NPR's Pam Fessler has reported on efforts to fight poverty in the U.S. for over a decade. Along the way, she's seen how sometimes a single person can have the most impact. On a recent trip to Albany, N.Y., she met three men who grew up in poverty and are now trying to help others get out. She has this reporter's notebook.

PAM FESSLER, BYLINE: Paul Collins-Hackett sits in Albany's Youth Opportunity Office trying to guide a teenage boy through the ins and outs of getting a job.

PAUL COLLINS-HACKETT: If you're early, you're on time. If you're on time, you're late. If you're late, you might as well not show up.

FESSLER: He's like a big brother - encouraging, but direct. When the young man tells Collins-Hackett that he wants the job to help his mother...

UNIDENTIFIED PERSON: So I can help her pay bills and stuff so that we're not getting kicked out of houses all the times and moving around a lot.

FESSLER: ...Collins-Hackett leans in even closer.

COLLINS-HACKETT: I completely respect that struggle. My father passed away when I was 3. And my mother's blind. So I've always been super poor and having to help out with bills and stuff like that. So the fact that you have all those people that you're helping and you're just rising to the occasion, good brother. However I can help, let me know, please.

FESSLER: And so it goes in Albany's poorest neighborhoods, where a recent study found that teens face some of the toughest conditions in the country - crime, inadequate housing, missing parents. Several people who grew up in similar circumstances are now working with the city and nonprofits to help these kids survive and hopefully thrive.

JONATHAN JONES: I've been a part of every government program you can think of.

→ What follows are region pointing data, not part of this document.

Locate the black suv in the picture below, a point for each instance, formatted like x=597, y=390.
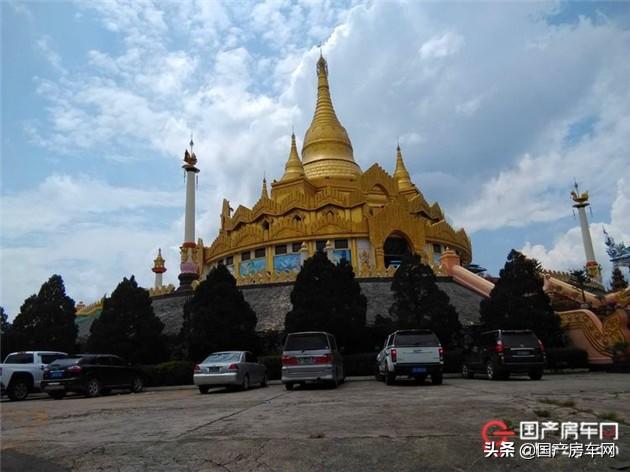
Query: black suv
x=502, y=352
x=90, y=374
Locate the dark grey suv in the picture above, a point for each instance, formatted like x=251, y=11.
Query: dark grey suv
x=499, y=353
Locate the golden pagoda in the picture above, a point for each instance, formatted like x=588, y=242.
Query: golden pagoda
x=324, y=201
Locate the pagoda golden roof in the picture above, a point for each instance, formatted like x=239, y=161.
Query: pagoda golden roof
x=327, y=150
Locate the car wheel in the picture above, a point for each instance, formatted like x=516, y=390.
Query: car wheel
x=137, y=385
x=466, y=372
x=18, y=390
x=58, y=395
x=491, y=371
x=436, y=378
x=93, y=388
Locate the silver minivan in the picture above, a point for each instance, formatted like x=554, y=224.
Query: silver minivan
x=311, y=356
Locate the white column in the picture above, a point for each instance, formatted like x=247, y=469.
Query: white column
x=189, y=221
x=586, y=235
x=158, y=280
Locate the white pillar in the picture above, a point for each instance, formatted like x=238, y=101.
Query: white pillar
x=189, y=220
x=586, y=235
x=158, y=280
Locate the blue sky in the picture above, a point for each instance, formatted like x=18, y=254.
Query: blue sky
x=497, y=108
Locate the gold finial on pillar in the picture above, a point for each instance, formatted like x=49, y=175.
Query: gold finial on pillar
x=264, y=194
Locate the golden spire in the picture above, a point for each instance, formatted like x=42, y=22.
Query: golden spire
x=400, y=174
x=264, y=194
x=293, y=168
x=158, y=263
x=327, y=150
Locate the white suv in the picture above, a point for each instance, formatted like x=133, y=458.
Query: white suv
x=413, y=353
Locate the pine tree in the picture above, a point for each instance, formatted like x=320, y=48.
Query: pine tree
x=419, y=302
x=617, y=281
x=128, y=326
x=327, y=297
x=6, y=339
x=46, y=320
x=218, y=317
x=518, y=301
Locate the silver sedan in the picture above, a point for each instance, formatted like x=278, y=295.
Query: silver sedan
x=230, y=369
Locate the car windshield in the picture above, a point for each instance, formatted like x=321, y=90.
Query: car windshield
x=222, y=357
x=416, y=339
x=517, y=339
x=20, y=358
x=306, y=342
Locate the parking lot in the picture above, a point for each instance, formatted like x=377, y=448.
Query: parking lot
x=362, y=425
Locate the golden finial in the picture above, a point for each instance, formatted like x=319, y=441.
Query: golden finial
x=264, y=194
x=580, y=199
x=293, y=168
x=400, y=174
x=158, y=263
x=327, y=150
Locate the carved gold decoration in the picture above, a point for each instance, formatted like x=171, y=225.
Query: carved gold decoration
x=327, y=150
x=164, y=290
x=339, y=202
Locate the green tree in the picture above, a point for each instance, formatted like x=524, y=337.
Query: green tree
x=518, y=301
x=218, y=317
x=617, y=281
x=419, y=302
x=6, y=341
x=128, y=326
x=327, y=297
x=46, y=320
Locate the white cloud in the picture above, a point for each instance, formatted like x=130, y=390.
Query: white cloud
x=52, y=56
x=62, y=202
x=483, y=122
x=442, y=46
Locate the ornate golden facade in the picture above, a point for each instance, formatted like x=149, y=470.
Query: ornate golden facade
x=324, y=201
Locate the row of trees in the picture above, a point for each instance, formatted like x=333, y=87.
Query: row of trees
x=326, y=297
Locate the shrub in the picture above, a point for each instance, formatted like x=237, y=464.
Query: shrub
x=169, y=373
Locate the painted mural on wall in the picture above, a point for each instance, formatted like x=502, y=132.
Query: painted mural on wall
x=252, y=266
x=339, y=254
x=287, y=262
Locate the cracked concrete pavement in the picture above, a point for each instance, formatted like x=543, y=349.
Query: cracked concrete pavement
x=361, y=426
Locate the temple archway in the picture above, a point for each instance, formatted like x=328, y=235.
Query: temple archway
x=395, y=249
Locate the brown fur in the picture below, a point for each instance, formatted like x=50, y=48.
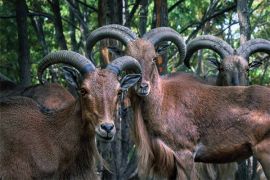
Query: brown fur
x=51, y=96
x=193, y=118
x=56, y=144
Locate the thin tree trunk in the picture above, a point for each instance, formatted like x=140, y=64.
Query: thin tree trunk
x=74, y=45
x=60, y=38
x=244, y=23
x=24, y=54
x=143, y=16
x=160, y=18
x=244, y=167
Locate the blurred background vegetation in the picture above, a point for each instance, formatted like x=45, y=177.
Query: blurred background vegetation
x=78, y=18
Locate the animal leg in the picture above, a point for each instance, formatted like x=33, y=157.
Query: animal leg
x=262, y=153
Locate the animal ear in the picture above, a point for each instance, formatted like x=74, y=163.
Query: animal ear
x=129, y=81
x=255, y=64
x=214, y=61
x=162, y=48
x=115, y=50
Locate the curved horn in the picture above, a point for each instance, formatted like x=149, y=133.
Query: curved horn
x=221, y=47
x=81, y=63
x=124, y=63
x=115, y=31
x=160, y=34
x=253, y=46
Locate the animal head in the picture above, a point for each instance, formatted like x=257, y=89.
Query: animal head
x=143, y=49
x=99, y=88
x=234, y=66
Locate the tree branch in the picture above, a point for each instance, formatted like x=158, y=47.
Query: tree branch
x=88, y=6
x=175, y=5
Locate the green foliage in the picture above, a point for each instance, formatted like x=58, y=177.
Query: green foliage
x=185, y=18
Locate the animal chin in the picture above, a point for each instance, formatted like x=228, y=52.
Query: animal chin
x=143, y=92
x=105, y=138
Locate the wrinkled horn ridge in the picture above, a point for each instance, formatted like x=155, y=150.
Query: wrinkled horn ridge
x=124, y=63
x=221, y=47
x=160, y=34
x=118, y=32
x=124, y=29
x=81, y=63
x=253, y=46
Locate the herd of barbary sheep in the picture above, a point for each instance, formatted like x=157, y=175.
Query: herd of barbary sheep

FESSLER: Collins-Hackett's boss Jonathan Jones credits his single mother's persistence for getting him where he is today. The city's commissioner of Recreation, Youth and Workforce Services, Jones says she pushed him to take advantage of every academic opportunity. Now on the wall of the office that Jones runs is a mural painted by one of the teens he mentored, a 17-year-old gang member.

JONES: Yeah. This is him walking off the steps in order to become me or a person in a suit.

FESSLER: The mural shows a young man - his pants hanging below his bottom - leaving behind a gun, a knife and a needle and heading up towards a man with his arm extended.

JONES: And this is the things that he sees as success.

FESSLER: There are pictures of a house, a car, a diploma and symbols for peace of mind.

So where is he now?

JONES: Nobody knows.

FESSLER: Doesn't that bother him, I ask.

JONES: No, because I know I had an impact. He won't forget this.

FESSLER: Jones says you have to do what you can and hope for the best. Research shows that there are many factors that can help break the cycle of poverty - good schools, access to health care, safer neighborhoods. But there's no magic bullet. Sometimes, it's a combination of things or an encounter with the right person or experience.

JUSTIN GADDY: I was really deep into violence. You know, that was my thing.

FESSLER: Justin Gaddy has an office a few blocks from Jones'. He had very little supervision growing up and got so deep into gangs and guns that in his late teens, he was convicted on federal racketeering charges. He faced the possibility of life in prison.

GADDY: When I actually got sentenced, I didn't get the time I was supposed to get.

FESSLER: Instead, he got only six years.

GADDY: That made me think, like, damn, somebody's on my side.

FESSLER: Just the lucky break he needed to start thinking about turning his life around. Now, years later, he's an outreach worker trying to stop other teens from falling into gang life. Like Collins-Hackett and Jones, Gaddy thinks it's crucial that the kids he deals with recognize that he knows exactly what they're up against.

GADDY: Like, I went through the same thing. I said, look at me now. I would have never thought I'd be where I'm at right now. And I got here by taking this route. And I'm like, and this is how we can help you.

FESSLER: Which, in his case, is redirecting them from the streets into sports, jobs and other activities. All three of these men know they can't help everyone, but they realize from their own experiences that those they do reach might someday succeed and inspire somebody else. Pam Fessler, NPR News, Albany, N.Y.